The Attorney General has warned that Britain would become a pariah state comparable to Belarus and he would block any move by the Conservatives to leave the European Convention on Human Rights.
Dominic Grieve had intervened after Chris Grayling, the Justice Secretary, refused to rule out leaving the convention following a radical review of Britain's human rights laws.
Mr Grayling told the Daily Telegraph yesterday that the current human rights framework under which Britain was operating had gone badly wrong and said he did not rule on whether Britain would be in or out with regards to leaving the ECHR.
However, Mr Grieve rejected withdrawal. He said the policy was about a continued review of how the Human Rights Act and the ECHR function. There was no government policy on withdrawing from the Convention on Human Rights.
Mr Grieve pointed out that if the UK left the ECHR it would become a “pariah state,” adding that the only European country not bound by the ECHR was Belarus, which had a poor human rights record.
He raised concern that UK would be left along with a group of countries that would make very odd bedfellows. He warned that such a move would jeopardise UK’s international standing.
He added that Britain’s emphasis on the rule of law meant that it was perceived around the world as the “pinnacle” in these issues and cautioned against abandoning this position.

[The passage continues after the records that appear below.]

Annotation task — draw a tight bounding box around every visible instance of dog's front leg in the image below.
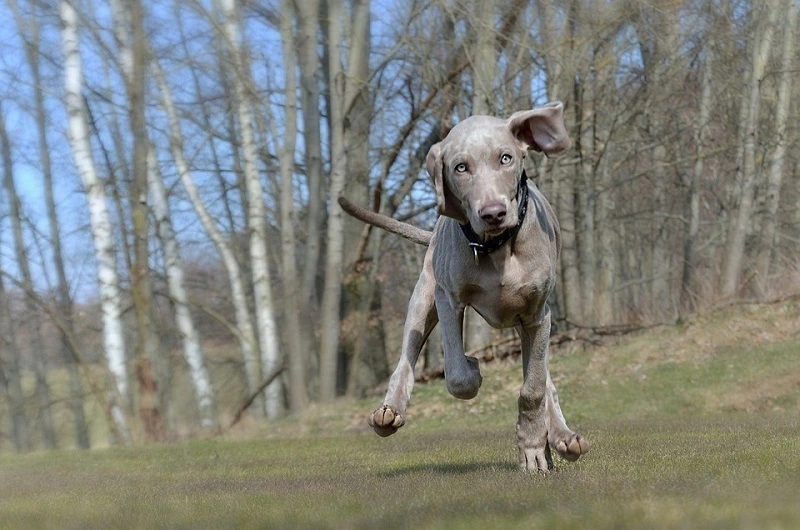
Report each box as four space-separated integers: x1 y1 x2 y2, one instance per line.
370 251 438 437
516 305 553 473
435 287 482 400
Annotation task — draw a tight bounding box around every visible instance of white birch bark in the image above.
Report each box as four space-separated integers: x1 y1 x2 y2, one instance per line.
107 0 216 429
153 59 261 406
60 0 130 444
220 0 283 418
147 152 217 426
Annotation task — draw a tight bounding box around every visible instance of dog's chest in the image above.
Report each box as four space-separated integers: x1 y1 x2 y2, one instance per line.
453 254 553 328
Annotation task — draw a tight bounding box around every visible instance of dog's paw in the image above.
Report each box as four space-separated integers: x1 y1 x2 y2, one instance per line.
553 432 590 462
368 405 405 437
518 442 553 474
445 356 483 400
516 420 552 473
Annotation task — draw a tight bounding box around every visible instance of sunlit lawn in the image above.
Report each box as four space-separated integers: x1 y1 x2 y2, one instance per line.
1 414 799 529
2 302 800 528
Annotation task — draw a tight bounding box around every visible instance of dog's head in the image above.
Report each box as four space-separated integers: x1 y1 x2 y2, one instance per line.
426 102 570 237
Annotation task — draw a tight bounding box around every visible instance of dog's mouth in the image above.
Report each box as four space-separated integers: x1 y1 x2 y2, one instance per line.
482 227 506 237
474 219 516 239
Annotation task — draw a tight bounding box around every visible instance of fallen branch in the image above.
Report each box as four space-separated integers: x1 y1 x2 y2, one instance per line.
413 323 653 384
229 362 286 429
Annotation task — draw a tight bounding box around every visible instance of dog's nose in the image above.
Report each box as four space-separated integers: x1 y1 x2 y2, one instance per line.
480 202 507 225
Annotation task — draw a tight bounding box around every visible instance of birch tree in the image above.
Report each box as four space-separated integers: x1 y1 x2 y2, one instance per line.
219 0 283 418
107 0 217 430
153 57 261 413
61 0 131 444
148 152 218 427
115 0 166 441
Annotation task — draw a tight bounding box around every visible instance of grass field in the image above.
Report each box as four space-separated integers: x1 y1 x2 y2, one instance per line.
2 301 800 529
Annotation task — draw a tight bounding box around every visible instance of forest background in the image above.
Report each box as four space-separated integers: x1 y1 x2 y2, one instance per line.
0 0 798 451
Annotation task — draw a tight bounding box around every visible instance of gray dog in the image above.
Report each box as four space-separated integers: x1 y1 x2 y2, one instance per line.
339 102 589 472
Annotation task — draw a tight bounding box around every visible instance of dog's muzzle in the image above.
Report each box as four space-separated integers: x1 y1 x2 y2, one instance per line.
459 171 529 262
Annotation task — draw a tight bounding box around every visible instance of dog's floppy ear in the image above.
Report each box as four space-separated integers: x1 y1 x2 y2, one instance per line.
426 142 468 223
507 101 571 157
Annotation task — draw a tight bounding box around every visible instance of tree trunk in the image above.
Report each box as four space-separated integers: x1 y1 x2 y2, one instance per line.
1 104 57 450
148 151 218 427
471 0 498 115
594 153 615 325
278 0 308 413
341 0 378 396
319 0 367 400
9 0 90 450
752 0 797 299
220 0 284 418
121 0 166 442
110 0 215 435
640 4 679 319
154 58 262 413
319 0 347 400
720 3 778 298
0 246 29 452
574 71 595 324
681 38 714 315
296 0 324 319
61 0 131 445
39 76 90 450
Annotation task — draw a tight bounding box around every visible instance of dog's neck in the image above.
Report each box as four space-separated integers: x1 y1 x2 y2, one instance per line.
459 171 529 260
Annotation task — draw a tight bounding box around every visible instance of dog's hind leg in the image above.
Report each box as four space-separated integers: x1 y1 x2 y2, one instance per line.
369 250 438 437
546 373 590 462
515 305 590 470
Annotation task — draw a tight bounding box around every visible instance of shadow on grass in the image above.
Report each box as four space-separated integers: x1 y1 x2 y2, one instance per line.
378 460 517 477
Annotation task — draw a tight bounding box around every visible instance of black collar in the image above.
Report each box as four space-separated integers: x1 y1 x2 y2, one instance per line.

Mr Grayling became Justice Secretary at the last reshuffle, raising eyebrows among the legal community, which expected someone with a legal background to be given the job.
Mr Grayling was also the Lord Chancellor, and is the first non-lawyer to hold the title in modern times.
In a speech to conference on Tuesday, Mr Grayling said he was giving home-owners further rights in defending their homes.
He said that householders acting instinctively and honestly in self defence were victims not criminals. They should be treated that way. That’s why the issue was going to be dealt once for all said Mr Grayling.
Meanwhile as he was returning to his hotel on Monday evening, Mr Greive was confronted by four youths who demanded to know what he was doing in Birmingham.
Mr Grieve announced that he was the Attorney General of England and Wales! After which the four youths fled.